T'has deixat Andorra, l'Alguer i la Franja.


----------



## ernest_

Tens raó Dixie!


----------



## jartesm

Posats a ser exhaustius també cal tenir en compte que es parla a la comarca d'El Carxe, dins la província de Múrcia. No fa molt de temps l'ajuntament de Yecla sol·licitada a la Comunitat Valenciana classes de valencià per als catalanoparlants de la zona, descendents de valencians que hi van anar fa uns 100 anys (pagesos). Crec que són tres o quatres mil persones.


----------



## PadmeNaberrie

El catalán es tan diferente del español! Mucho más difícil también! Gracias por contestar!


----------



## dafne.ne

Hola,
Tinc entès que també es parla Català en un dels Cantons Suïssos, encara que no tinc més informació. Si algú em pogués informar us ho agrairia.
Fin ben aviat


----------



## ivanovic77

dafne.ne said:


> Hola,
> Tinc entès que també es parla Català en un dels Cantons Suïssos, encara que no tinc més informació. Si algú em pogués informar us ho agrairia.
> Fin ben aviat


 
Impossible. L'única relació entre Suïssa i Catalunya que em ve al cap ara mateix és el Centre Català de Lausana (fundat per immigrants catalans) i el Joan Gamper, el senyor suís que va fundar el F.C. Barcelona.
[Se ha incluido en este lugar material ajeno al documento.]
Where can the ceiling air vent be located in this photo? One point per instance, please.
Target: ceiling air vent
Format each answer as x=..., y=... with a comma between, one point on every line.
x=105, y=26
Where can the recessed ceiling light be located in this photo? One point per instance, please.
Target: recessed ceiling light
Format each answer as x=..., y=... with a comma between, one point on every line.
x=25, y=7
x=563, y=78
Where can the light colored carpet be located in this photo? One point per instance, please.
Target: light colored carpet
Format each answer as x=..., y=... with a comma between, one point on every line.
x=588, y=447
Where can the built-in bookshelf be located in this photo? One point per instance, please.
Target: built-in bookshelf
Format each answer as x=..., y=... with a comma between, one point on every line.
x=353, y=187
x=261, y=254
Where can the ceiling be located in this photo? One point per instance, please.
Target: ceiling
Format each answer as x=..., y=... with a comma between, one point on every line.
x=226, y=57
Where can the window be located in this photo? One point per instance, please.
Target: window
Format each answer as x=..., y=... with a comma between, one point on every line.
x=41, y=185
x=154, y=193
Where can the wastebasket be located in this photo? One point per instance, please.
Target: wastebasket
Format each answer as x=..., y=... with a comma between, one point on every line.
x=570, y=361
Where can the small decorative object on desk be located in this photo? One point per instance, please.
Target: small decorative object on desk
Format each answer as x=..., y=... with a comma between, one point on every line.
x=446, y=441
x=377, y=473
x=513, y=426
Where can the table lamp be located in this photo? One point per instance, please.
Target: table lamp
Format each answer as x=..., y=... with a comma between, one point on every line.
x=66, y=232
A Suïssa es parlen quatre llengües autòctones: Alemany, francès, italià i rètic.


----------



## dafne.ne

Moltes gràcies Ivanovic,

Jo no em referia a les llengües oficials, sino a d'altres llengües o dialectes com ara el francoprovençal que és una llengua romànica suposada intermèdia entre el francès i l'occità, que es parla a Suïssa, Italià i França.

En qualsevol cas potser caldria afegir que també es parla Català al Sud de França.

Siau


----------



## cylentj

Potser m'equivoco, pero crec que tambe es parla una variant al sud de la Illa de Cerdanya (IT).


----------



## ivanovic77

cylentj said:


> Potser m'equivoco, pero crec que tambe es parla una variant al sud de la Illa de Cerdanya (IT).


 
Sí, ja ho han dit abans; es parla a l'Alguer, una ciutat al nord-oest de Sardenya:

http://ca.wikipedia.org/wiki/L%27Alguer


----------



## avellanainphilly

Hola PadmeNaberrie,

puedes ver un buen resumen de dónde se habla catalán en la página del ethnologue: http://www.ethnologue.com/show_language.asp?code=cat


----------



## PadmeNaberrie

Hola. Gracias por contestar!


----------